Faut-il construire à Fessenheim, près de l'ancienne centrale nucléaire fermée en 2020, une usine de recyclage de métaux très faiblement radioactifs? La question soulève de vifs débats de santé publique, a souligné lundi la Commission nationale du débat public (CNDP), relayant des interrogations sur l'"acceptabilité" du projet.
Dans son bilan du débat organisé à propos de ce projet de "Technocentre" porté par EDF - et qui a mobilisé 2.675 participants entre octobre et février -, la CNDP souligne que "la question des très faibles doses et de leur acceptabilité - sociale autant que sanitaire - a été centrale et âprement discutée".
Le débat a fait resurgir "des rapports de force et des points de vue antinomiques relatifs à la production électrique nucléaire", souligne en introduction de ce rapport de 92 pages Jean-Louis Laure, qui a présidé la commission chargée d'organiser et d'animer les échanges.

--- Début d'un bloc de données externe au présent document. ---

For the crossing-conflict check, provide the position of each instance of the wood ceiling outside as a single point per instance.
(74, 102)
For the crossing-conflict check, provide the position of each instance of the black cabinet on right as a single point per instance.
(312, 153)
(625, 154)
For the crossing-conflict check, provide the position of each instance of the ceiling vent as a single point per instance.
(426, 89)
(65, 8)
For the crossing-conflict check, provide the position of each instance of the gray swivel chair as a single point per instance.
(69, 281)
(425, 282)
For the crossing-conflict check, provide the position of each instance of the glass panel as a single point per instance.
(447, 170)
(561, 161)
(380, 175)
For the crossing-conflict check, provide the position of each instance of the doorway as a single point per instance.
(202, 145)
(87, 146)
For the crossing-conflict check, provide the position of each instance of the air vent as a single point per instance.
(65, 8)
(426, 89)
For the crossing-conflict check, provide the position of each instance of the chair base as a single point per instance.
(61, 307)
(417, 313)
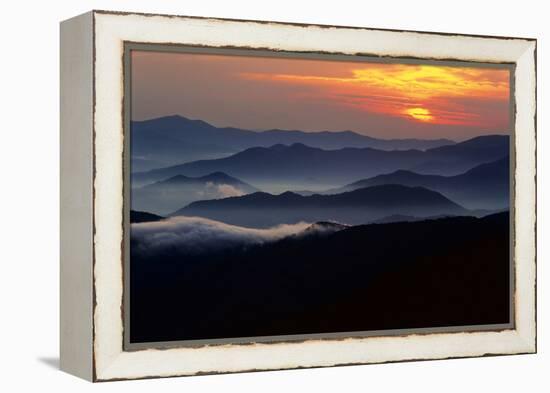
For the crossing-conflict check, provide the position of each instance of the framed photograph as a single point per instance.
(246, 195)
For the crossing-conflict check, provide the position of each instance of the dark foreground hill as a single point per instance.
(434, 273)
(263, 210)
(139, 216)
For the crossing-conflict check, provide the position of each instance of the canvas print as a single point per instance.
(276, 196)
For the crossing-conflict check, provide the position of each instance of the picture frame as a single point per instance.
(95, 192)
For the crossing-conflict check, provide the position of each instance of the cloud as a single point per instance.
(197, 235)
(225, 190)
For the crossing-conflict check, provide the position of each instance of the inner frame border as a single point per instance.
(129, 46)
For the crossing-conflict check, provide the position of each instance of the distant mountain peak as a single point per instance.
(218, 176)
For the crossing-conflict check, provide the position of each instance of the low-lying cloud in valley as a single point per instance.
(196, 235)
(221, 190)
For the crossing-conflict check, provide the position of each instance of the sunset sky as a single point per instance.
(380, 100)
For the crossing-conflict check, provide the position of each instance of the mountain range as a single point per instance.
(486, 186)
(175, 139)
(167, 195)
(263, 210)
(281, 167)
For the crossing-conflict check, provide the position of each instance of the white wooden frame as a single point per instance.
(92, 195)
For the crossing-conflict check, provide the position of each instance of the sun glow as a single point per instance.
(421, 114)
(453, 94)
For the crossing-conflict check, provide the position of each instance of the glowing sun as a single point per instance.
(421, 114)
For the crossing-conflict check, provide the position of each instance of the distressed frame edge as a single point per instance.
(526, 341)
(76, 196)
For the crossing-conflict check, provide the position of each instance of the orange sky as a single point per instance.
(381, 100)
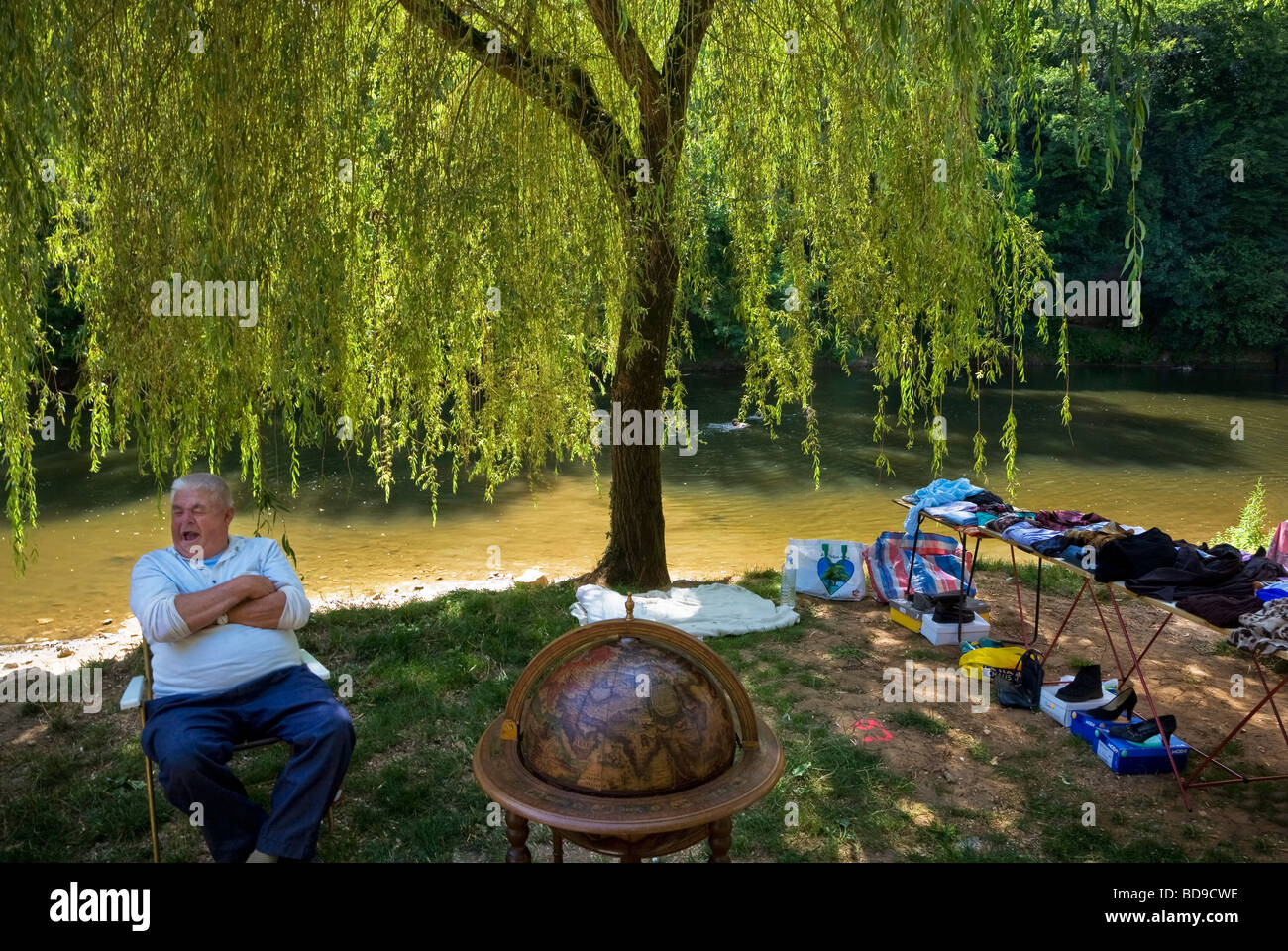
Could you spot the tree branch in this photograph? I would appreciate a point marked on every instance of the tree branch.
(632, 59)
(682, 56)
(561, 85)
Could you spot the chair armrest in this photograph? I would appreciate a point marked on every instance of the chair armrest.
(133, 696)
(314, 665)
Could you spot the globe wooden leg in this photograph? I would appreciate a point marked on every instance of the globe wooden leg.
(720, 839)
(516, 831)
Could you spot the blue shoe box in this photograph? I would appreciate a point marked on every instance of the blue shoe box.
(1124, 757)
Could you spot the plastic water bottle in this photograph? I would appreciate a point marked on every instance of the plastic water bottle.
(789, 587)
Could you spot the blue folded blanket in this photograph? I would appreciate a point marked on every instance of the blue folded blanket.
(938, 492)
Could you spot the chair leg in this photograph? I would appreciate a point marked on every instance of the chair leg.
(153, 805)
(153, 809)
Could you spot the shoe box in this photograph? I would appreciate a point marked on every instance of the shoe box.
(902, 612)
(1063, 711)
(938, 633)
(1125, 757)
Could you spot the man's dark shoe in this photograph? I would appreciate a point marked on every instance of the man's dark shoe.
(1142, 731)
(1085, 686)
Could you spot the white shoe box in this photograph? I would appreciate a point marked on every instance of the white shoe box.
(939, 634)
(1061, 711)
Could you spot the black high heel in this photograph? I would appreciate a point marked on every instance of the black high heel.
(1125, 701)
(1145, 729)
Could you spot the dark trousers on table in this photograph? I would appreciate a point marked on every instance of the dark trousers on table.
(191, 736)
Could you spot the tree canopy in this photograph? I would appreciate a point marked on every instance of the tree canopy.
(468, 221)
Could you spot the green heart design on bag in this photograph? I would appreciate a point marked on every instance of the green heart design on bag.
(833, 575)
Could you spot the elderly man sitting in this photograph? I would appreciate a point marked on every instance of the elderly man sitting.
(220, 613)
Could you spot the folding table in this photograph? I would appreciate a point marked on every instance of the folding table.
(1170, 609)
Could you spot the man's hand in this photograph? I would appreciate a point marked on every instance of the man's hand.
(261, 612)
(256, 585)
(201, 609)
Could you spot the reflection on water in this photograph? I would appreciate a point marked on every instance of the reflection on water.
(1146, 448)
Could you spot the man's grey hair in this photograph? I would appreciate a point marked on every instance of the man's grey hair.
(206, 482)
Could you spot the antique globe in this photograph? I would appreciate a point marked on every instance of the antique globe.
(630, 739)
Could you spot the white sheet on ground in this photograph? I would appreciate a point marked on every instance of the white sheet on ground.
(703, 612)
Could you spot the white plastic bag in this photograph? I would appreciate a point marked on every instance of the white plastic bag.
(828, 569)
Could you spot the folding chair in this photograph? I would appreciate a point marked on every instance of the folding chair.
(140, 689)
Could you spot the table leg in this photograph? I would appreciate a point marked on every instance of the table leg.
(721, 839)
(1019, 600)
(516, 831)
(1149, 697)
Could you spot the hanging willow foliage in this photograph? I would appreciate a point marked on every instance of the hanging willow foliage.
(443, 213)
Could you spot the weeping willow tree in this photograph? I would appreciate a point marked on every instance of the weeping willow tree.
(459, 224)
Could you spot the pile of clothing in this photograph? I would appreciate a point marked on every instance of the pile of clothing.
(957, 501)
(1265, 630)
(1219, 583)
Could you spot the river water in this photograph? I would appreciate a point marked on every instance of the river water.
(1146, 448)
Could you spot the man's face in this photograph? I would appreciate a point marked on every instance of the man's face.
(198, 523)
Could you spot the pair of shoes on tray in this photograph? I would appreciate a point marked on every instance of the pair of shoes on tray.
(1083, 687)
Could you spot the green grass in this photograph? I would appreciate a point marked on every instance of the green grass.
(428, 678)
(1055, 579)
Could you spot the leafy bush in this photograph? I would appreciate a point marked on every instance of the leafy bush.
(1250, 532)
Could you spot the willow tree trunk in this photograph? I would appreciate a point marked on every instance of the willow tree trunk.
(636, 545)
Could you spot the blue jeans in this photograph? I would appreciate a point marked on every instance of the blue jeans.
(192, 736)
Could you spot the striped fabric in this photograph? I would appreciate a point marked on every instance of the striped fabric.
(936, 570)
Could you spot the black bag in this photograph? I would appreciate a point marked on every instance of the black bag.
(1025, 690)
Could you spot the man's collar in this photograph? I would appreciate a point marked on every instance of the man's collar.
(235, 543)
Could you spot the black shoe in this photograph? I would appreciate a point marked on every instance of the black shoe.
(1142, 731)
(1122, 703)
(1085, 686)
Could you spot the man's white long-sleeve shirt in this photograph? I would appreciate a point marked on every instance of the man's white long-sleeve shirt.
(220, 656)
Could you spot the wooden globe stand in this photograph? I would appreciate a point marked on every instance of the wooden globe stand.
(629, 827)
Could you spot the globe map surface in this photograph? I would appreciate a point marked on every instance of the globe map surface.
(627, 719)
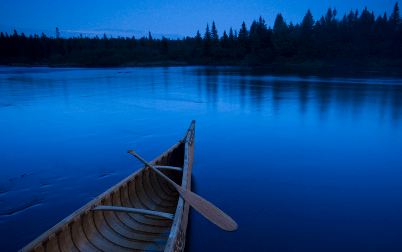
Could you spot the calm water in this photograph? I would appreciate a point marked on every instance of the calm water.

L'"absence" de certitude quant à des "risque de contamination" en cas de contact fréquent avec les métaux radioactifs concernés, souligne le rapport, a été "mentionnée par différents contributeurs comme une raison suffisante de ne pas permettre l'utilisation" des lingots d'acier susceptibles d'être fabriques à Fessenheim, et destinés à être employés à tout type d'usage.
Ces métaux, issus du démantèlement d'installations nucléaires partout en France, seront "disséminés sans aucune traçabilité" et "finiront en objets de la vie courante qui diffuseront des très faibles doses de radioactivité", s'est ainsi inquiétée au cours du débat l'association Stop Fessenheim. Ses militants ont défendu le maintien de "l'exception française" en matière de non-réutilisation de ces métaux.
A l'inverse, EDF a rappelé que l'impact de ces métaux, en terme de radioactivité sera "inférieur à 0,01 millisievert (mSV) par an, ce qui correspond à 300 fois moins que l'exposition annuelle liée à la radioactivité naturelle". Ce niveau justifie l'absence de traçabilité des lingots ainsi produits, selon l'entreprise.
Pour se concrétiser, le projet devra faire l'objet d'un arrêté ministériel de dérogation au code de la santé publique, et d'un arrêté préfectoral d'autorisation. Pour ce faire, une enquête publique doit avoir lieu en 2025-2026.
Une telle usine serait une première en France. En Europe, d'autres pays (Suède, Royaume-Uni, Espagne, Suisse) pratiquent déjà le recyclage des métaux très faiblement radioactifs.